あっと思った瞬間に、スネイプの杖が飛び、スネイプの体は逆さに宙に吊り上げられていた。

レビコーバスだ。吊りあげられる姿のこっけいさがうけて、一部でけっこう流行っている。仲のいい友達同士の冗談で終わることもある術だけど、この場合はそんなのんきなことですむはずがない。それにスネイプ、なんでローブの下がそのままパンツなんだ?

逆さに宙づりになって、だらりと垂れ落ちた黒いローブの上に、露わになった古びたパンツから細い脚がにょきっと空に向かって伸びている。その様は悲しいほどにこっけいで、そのへんにいた生徒たちも面白がって集まってきた。ジェームスとシリウスは勝ち誇って嘲りの言葉を吐き、ピーターもいつの間にか加わっている。周りはみな笑ってはやし立て、、、スネイプの身になれば、いたたまれないものがある。

僕はもちろん止めるべきだと思った。ジェームスたちを諌め、スネイプを助けたい。だけど体が動かなかった。集まった多くの生徒たちの前に立ちはだかる勇気が、どうしても出ない。皆の視線を集める場に立つ自分を描くと、人狼と糾弾されるように思えて身がすくむ。だってほんの一言漏らされたら?ジェームスだってシリウスだってピーターだってスネイプだって、そんなことするはずない。だけどそう思っても、体は動かなかった。僕はただ臆病に目をそらし・・・。その時。

「彼にかまわないで!」

リリー・エバンスが駆けつけ、ジェームスたちに立ち向かってスネイプをかばった。リリーとジェームスたちの言い争いの末に、ようやくスネイプの体が落ちた。胸をなで下ろす思いと、何もできない自分への苦さをかみしめる間もなく。

「『穢れた血』の助けなんか、必要ない!」

ヒステリックなスネイプの叫び声が響きわたった。僕は唖然とした。スネイプがリリーのことを貶める言葉を吐くなんて。そんなはずないのに。

リリーもショックだったらしく、スネイプに怒りの言葉を投げつけ、さらにジェームスにも何か叫んで、走り去っていった。その後はまた、スネイプをジェームスたちがいたぶって、、、。痛々しくて目を向けることもできないような時間が過ぎて、ようやくスネイプは解放された。散ってゆく生徒たちに紛れ、地面に落ちたスネイプを2、3人のスリザリン生が助け起こすのが見えた。

スネイプはきっと屈辱と怒りのあまり、一瞬我を忘れてあんなことを口走ってしまったんだと思う。だぶん誰よりスネイプ自身が傷ついてるんじゃないか。僕はスネイプの表情を見たわけではないのに、思い描いた悄然とした様やうつろな目が焼き付いて離れない。

僕が助ければよかった。スネイプはリリーにあんな姿を見られたのが恥ずかしくて、リリーに助けられたとからかわれたことも恥ずかしくてパニックに陥ったのだ。
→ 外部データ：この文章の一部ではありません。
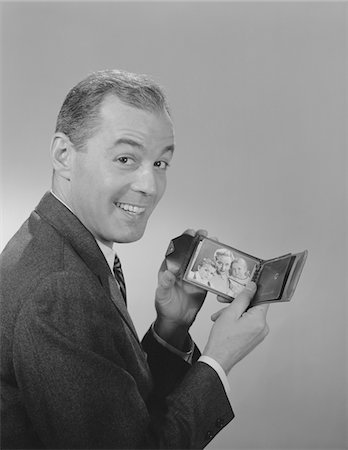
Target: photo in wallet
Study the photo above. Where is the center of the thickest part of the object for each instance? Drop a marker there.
(225, 271)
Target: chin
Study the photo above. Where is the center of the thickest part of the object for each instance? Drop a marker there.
(129, 236)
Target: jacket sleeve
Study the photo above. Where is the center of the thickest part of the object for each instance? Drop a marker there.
(78, 388)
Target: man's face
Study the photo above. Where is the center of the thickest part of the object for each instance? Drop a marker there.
(223, 263)
(119, 178)
(206, 271)
(239, 269)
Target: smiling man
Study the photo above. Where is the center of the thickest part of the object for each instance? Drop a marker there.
(74, 373)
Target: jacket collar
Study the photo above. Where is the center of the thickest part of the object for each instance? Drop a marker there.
(84, 244)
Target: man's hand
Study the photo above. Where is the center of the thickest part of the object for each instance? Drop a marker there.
(236, 331)
(177, 304)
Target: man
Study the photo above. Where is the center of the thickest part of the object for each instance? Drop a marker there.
(223, 259)
(74, 373)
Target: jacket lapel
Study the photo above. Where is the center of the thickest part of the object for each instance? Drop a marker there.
(84, 244)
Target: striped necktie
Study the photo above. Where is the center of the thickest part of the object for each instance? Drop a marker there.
(119, 277)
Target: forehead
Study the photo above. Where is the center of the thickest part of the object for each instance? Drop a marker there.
(123, 118)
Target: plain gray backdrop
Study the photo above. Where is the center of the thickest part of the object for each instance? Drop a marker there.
(258, 94)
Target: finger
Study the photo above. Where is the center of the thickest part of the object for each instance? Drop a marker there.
(223, 299)
(259, 309)
(216, 315)
(190, 231)
(242, 301)
(202, 232)
(166, 279)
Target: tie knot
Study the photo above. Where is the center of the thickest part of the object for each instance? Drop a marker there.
(119, 277)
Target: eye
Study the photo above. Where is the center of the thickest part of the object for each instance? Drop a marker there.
(161, 165)
(123, 159)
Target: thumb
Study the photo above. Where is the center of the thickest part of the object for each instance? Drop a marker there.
(242, 301)
(166, 281)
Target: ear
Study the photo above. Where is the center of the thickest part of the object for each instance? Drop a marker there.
(62, 151)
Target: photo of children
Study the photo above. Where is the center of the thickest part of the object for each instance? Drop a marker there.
(206, 269)
(223, 259)
(239, 276)
(222, 270)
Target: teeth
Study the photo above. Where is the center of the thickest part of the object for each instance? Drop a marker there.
(130, 208)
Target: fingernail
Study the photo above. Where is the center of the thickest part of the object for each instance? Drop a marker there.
(251, 286)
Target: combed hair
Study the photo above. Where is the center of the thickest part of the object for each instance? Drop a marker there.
(79, 115)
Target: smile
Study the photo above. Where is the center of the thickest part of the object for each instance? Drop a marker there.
(130, 208)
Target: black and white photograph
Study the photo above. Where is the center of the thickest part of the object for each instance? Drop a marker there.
(222, 269)
(126, 127)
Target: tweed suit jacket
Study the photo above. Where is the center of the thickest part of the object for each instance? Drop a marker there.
(74, 373)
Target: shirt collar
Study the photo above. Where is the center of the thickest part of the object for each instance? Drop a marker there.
(109, 253)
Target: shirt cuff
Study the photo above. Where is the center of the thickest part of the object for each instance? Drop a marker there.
(186, 356)
(218, 369)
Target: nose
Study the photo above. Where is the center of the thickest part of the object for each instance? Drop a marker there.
(145, 181)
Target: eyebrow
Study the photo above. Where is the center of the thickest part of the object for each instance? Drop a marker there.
(132, 143)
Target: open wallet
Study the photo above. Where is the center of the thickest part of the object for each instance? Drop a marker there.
(225, 271)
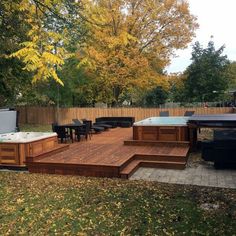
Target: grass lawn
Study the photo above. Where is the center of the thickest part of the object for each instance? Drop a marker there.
(35, 204)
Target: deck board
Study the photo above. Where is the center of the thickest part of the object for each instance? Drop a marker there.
(105, 150)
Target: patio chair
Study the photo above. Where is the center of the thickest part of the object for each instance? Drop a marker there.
(164, 113)
(77, 121)
(189, 113)
(61, 131)
(84, 130)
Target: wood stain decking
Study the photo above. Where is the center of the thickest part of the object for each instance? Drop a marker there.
(105, 155)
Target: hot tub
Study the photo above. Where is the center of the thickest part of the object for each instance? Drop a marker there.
(15, 147)
(173, 128)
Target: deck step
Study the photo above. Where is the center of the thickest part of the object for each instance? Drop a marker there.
(132, 142)
(168, 158)
(55, 150)
(134, 165)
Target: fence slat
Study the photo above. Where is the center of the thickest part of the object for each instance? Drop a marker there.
(47, 115)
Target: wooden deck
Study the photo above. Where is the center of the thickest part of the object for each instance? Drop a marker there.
(106, 155)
僕が助けていればリリーが出る必要もなく、スネイプだってあんなにも錯乱することはなかっただろうに。僕が何もできなかったばかりに、、自分が歯がゆくて仕方がない。

その夜、スネイプはグリフィンドール寮に来てリリーに謝ったけれど、リリーは厳しく突っぱねたらしい。グリフィンドールの女の子たちの話を小耳にはさんだシリウスがおもしろそうに話しだした。

「スニベルスのやつ、ついにエバンスにも見放されたみたいだぞ。ジェームス、念願かなったな。」

さぞかしご機嫌だろうと思ったジェームスは、意外にもふさぎこんだ表情で、スネイプの術にやられた頬の傷を撫でていた。

「どうしたんだ、ジェームス?あ、そうか。エバンスはおまえとデートするくらいなら、巨大イカのほうがましだって言ってたな。巨大イカとのデートって、何すんだ?」

シリウスがからかって一人で笑い出すと、ジェームスはしばらく悔しそうに唇を噛んでいたけど、何か考えついたらしく、ようやく少し笑みを浮かべた。

「とにかく、これでエバンスにもスネイプの本性がわかったんだろ?もうスネイプはエバンスにつきまとえない。僕に言わせりゃ、スネイプよりは巨大イカのほうがましってこと。」

「そりゃ言えてんな。」

翌日には学期が終わり、皆ホグワーツ特急に乗って自宅へと向かう。僕はリリーと一緒に監督生として見回りをしながら、一昨日のOWL試験後の出来事やスネイプのことを話せないかと思っていたけど、彼女は難しい顔をしていて、話しかけるきっかけをつかめなかった。

早々に見回りを終えて仲間たちのコンパートメントをのぞくと、シリウスが険悪さが極まった家族のもとには戻らず、ジェームスの家の庭にキャンプさせてもらうことにするという話をしていた。僕も満月が近づいたらまた来ればいいと誘われて、あれこれ思うことのある仲間であるにせよ、ありがたく受け入れずにはいられない。不安げな顔をしたピーターにも、ジェームスがもちろん君も来いよと言って、いつも通り、仲間4人の和やかな雰囲気になった。

夏休みの計画を話す仲間たちの会話に加わりながら、僕はスネイプのことを考えていた。あんなふうに皆の前で辱められ、たぶん誰よりもたいせつなリリーに暴言を吐いてしまったこと、そして謝罪が受け入れられなかったこと。1人思い悩んでいるだろうと胸が痛む。さっきのリリーの様子を思い出し、彼女もまた許せないほどに深く傷ついたのだと、2人のために悲しくなった。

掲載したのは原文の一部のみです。